Thursday, March 25, 2004

I'm at the Python In Education Birds Of A Feature now. A lot of people who are currently programming got their start either playing around with early computers (C64s, Apple ][s, etc) and teaching them to do amazing things, with a simple, easy to learn, and languages/APIs with instant gratification.

Except now that it's much much harder to make programs that do significant things - rolodex programs already exist, you don't have to write your own like you did and learn how programming works just to scratch an itch, as you did in the old days.

If you did want to build a rolodex program today, you usually have to either learn C++, a framework, and spend waaayyyy too much time starting up - you need to get something up and going fast.

Python may provide the answer - an interactive console where you can try stuff out (and get responses right now), a simple programming language with very little confusing syntax, and you can start going with Python with very little formal structure (you can even do an amazing amount of stuff without functions.)

For the beginning programmer statically typed languages just don't make sense - I want to save something in a variable and I don't care that there's a difference between booleans, ints, longs, strings or anything - I just want to save that value for later.
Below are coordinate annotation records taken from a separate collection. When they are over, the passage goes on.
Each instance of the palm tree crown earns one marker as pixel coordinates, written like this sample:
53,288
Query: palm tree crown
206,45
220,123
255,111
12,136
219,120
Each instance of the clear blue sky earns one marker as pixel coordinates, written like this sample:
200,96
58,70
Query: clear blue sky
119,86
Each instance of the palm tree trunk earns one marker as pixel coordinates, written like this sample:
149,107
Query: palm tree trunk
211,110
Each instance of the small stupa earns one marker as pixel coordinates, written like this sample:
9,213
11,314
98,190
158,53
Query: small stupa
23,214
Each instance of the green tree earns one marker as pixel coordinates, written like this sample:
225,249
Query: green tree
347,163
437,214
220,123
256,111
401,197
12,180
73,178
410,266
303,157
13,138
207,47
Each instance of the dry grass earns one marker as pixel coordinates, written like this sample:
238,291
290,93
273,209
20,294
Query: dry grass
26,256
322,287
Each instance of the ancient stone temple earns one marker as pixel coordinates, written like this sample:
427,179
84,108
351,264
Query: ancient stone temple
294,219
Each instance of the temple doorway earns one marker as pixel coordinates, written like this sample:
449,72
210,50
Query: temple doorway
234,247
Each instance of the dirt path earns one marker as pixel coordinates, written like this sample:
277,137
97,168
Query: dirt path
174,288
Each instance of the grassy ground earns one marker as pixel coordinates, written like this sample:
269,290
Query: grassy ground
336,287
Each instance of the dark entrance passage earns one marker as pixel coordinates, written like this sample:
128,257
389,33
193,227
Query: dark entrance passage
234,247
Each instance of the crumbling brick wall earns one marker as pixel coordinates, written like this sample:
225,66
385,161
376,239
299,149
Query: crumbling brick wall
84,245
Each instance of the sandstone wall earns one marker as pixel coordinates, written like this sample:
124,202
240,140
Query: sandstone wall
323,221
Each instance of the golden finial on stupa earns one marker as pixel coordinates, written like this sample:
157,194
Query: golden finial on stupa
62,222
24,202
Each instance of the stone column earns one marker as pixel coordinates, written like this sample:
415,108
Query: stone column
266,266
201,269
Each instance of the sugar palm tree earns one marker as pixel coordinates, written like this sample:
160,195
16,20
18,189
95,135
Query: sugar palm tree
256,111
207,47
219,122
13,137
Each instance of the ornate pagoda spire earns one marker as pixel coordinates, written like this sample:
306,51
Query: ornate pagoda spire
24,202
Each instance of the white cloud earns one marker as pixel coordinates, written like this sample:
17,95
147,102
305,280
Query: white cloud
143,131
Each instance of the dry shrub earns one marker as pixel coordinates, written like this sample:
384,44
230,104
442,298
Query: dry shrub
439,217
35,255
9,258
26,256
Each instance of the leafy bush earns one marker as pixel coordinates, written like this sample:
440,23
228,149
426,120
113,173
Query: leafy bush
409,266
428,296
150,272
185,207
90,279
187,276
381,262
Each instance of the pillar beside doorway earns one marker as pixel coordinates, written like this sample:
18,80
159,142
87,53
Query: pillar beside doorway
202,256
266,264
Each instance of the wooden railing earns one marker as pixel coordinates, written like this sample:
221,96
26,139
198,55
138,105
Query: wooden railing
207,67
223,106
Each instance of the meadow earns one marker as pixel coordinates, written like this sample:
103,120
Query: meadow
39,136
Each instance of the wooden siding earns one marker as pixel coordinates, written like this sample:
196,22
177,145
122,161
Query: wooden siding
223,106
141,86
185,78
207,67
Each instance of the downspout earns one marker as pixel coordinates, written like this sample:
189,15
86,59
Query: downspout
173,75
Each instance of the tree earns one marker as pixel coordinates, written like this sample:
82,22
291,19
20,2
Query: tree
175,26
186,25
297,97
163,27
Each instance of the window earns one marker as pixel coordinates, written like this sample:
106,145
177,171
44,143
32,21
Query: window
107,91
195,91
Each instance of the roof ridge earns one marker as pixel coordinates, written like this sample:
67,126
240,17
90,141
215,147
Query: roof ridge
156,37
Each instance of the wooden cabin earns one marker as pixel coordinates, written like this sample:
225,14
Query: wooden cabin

With a statically typing language, you must care - you can not have variables without saying what kind they are. But why? There's so much other stuff to understand at the beginning, without having to add something extra into the mix.

Educators are beginning to teach foreign languages at an earlier age, and introducing computer programming concepts to younger age children helps shape logical thinking skills, even if they aren't going to be programmers at a later age. (I know my programming experience helped me understand accounting in senior year.)
9:01:55 PM    


Since it's Zope day (or morning) for me, I'll get around to posting to k5's Switching From PHP to Zope/Python article.